Baca berita dengan sedikit iklan, klik di sini

Wawancara

Penuhi Hak Gunung Berapi

25 Mei 2015 | 00.00 WIB

Image of Tempo
Perbesar

Baca berita dengan sedikit iklan, klik di sini

Setelah melewati detik-detik menegangkan, tim search and rescue akhirnya berhasil mengangkut jenazah Erry Yunanto dari kawah Gunung Merapi sedalam sekitar 200 meter, Rabu pekan lalu. Mahasiswa Universitas Atma Jaya Yogyakarta itu tergelincir masuk ke kawah ketika sedang turun dari puncak Merapi pada Sabtu, 15 Mei 2015. Proses evakuasi korban mesti dilakukan superhati-hati, lantaran medan kawah curam dan mengeluarkan gas beracun.

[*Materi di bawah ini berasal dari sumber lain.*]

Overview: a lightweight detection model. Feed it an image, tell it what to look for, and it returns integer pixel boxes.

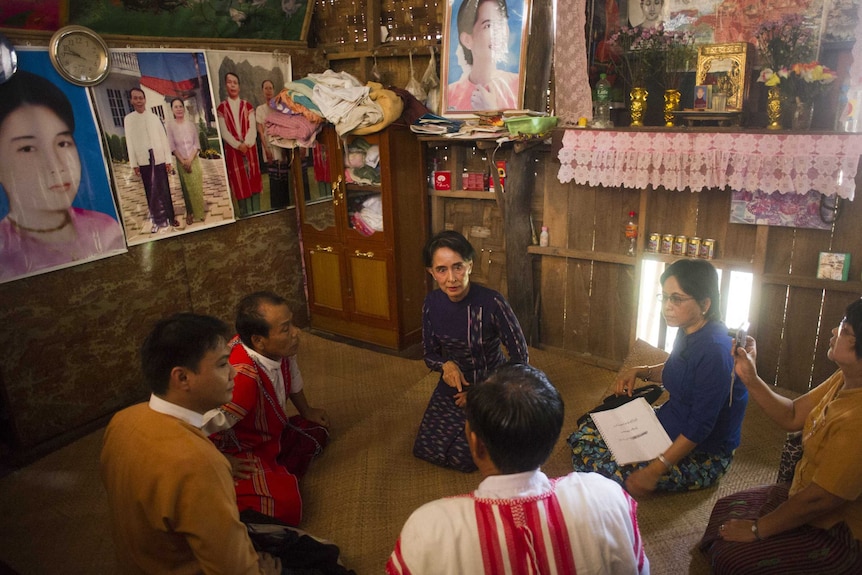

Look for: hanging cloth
[421,46,440,113]
[404,51,428,102]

Surono, Kepala Badan Geologi Kementerian Energi dan Sumber Daya Mineral, sebelumnya mewanti-wanti tim SAR agar tak emosional dalam proses evakuasi korban. Sebab, menurut dia, mendekati alam perlu kesabaran dan perlakuan khusus. Terlalu pede menaklukkan alam malah membahayakan keselamatan.

Usia 59 tahun tak mengendurkan energi dan semangat pria kelahiran Cilacap, Jawa Tengah, ini untuk terus mengurus gunung berapi di Nusantara. Menjelang pensiun pada Agustus mendatang, Surono malah kian gesit mengurus gunung berapi. Gairahnya seperti gunung berapi yang masih remaja: aktif dan meletup-letup.

Selasa pekan lalu, pria yang akrab disapa Mbah Rono itu mengikuti upacara labuhan, kearifan lokal yang digelar warga yang tinggal di sekitar Gunung Merapi, Yogyakarta. Rabu pagi, ia melenting ke Bogor, Jawa Barat, mengisi seminar tentang gunung berapi. Petangnya, Surono menerima Isma Savitri, Untung W.D., dan fotografer Aditia Noviansyah dari Tempo untuk wawancara di rumah dinasnya di kawasan Kebon Melati, Jakarta Pusat. Ketika itu, Mbah Rono baru saja rampung dipijat.

Ditemani kopi robusta pekat, Surono bercerita soal mitigasi di Indonesia, peringatan dini, aktivitas gunung berapi, hingga proses evakuasi Erry. Dia menyebutkan manusia sejatinya adalah tamu di bumi. Karena itu, manusia wajib menghormati dan mendekati alam dengan hati. "Wong kita itu sejak awal hidup dari alam. Alam kan ada dalam kopi yang kita minum ini, dalam rokok, juga dalam komponen di tablet pintar Anda," ujarnya. "Jadi mana mungkin kita bisa menang atas alam?"

****

Apa kunci sukses tim SAR dalam mengevakuasi Erry Yunanto dari kawah Merapi?

Rumus utama sebelum evakuasi adalah meyakinkan tim SAR selamat. Saya tidak menyangka penyelamatan bakal sesukses itu karena kedalaman kawahnya 200 meter dengan panas 170-200 derajat Celsius. Kalau bisa sepuluh jempol, saya kasih, deh.

Kami bekali mereka dengan masker full face, kamera termal untuk menembak jarak jauh, dan gas untuk menembak. Kedua, penyelamatan hanya dilakukan saat ada terik matahari, agar gas beracunnya cepat memuai. Ketiga, jangan emosi.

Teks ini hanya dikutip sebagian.